業務提携先である、フクシマ社会保険労務士法人の社会保険労務士/松本雄介さんによるコラムを連載します。ぜひご覧ください。
『再度確認!割増賃金の計算の基礎となる賃金とは』 社会保険労務士/松本雄介 2020.3
こんにちは。弁護士法人山下江法律事務所と業務提携をしております、フクシマ社会保険労務士法人の松本です。

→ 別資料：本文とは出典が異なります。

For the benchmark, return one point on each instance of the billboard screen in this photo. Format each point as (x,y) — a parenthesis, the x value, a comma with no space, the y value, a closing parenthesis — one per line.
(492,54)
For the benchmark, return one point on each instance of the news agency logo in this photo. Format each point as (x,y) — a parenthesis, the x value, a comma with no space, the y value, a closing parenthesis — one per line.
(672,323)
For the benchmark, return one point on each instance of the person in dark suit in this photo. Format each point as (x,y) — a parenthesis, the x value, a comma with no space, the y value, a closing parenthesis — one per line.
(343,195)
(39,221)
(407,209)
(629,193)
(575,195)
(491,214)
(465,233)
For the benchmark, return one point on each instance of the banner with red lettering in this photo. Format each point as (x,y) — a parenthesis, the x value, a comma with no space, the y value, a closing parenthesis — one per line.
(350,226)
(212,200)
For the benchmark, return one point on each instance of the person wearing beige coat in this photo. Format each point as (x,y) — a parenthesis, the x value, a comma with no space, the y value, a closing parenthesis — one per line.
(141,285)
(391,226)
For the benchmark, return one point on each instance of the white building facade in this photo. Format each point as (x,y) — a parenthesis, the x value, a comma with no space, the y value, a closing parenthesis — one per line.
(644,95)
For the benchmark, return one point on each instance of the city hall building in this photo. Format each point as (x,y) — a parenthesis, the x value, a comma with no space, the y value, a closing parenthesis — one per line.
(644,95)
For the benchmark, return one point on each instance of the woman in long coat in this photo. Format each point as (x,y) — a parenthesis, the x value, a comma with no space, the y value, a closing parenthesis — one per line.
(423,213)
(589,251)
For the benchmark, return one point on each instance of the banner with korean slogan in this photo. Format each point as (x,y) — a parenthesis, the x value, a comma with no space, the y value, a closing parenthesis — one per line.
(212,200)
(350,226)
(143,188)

今回のテーマは「再度確認!割増賃金の計算の基礎となる賃金とは」についてです。
割増賃金の計算の基礎となる賃金は、所定労働時間の労働に対して支払われる賃金の全てになります。ただし、以下の①~⑦については、労働と直接的な関係が薄く、個人的事情に基づいて支給されることなどの理由により、割増賃金の基礎となる賃金から控除することができるとされています(これらについては、例示ではなく限定的に列挙されているものであり、これらに該当しない賃金は全て算入されなければなりません。)
① 家族手当(扶養手当)
② 通勤手当
③ 別居手当(単身赴任手当)
④ 子女教育手当
⑤ 住宅手当
⑥ 臨時に支払われる賃金
⑦ 1カ月を超える期間ごとに支払われる賃金
しかし、①~⑤の手当については、このような名称の手当であれば、すべて割増賃金の基礎
となる賃金から除外されるわけではありません。
例えば、扶養家族の有無・家族の人数に関係なく一律支給される家族手当や通勤に要した費用・通勤距離等に関係なく一律に支給される通勤手当、一律に定額支給される住宅手当などは割増賃金の計算の基礎となる賃金から控除できません。
特に通勤手当や住宅手当については一律で支給されているというケースをたまに耳にすることがあります。労働基準監督署の調査があった場合には遡及して支払うよう行政指導されてしまいますので注意が必要です。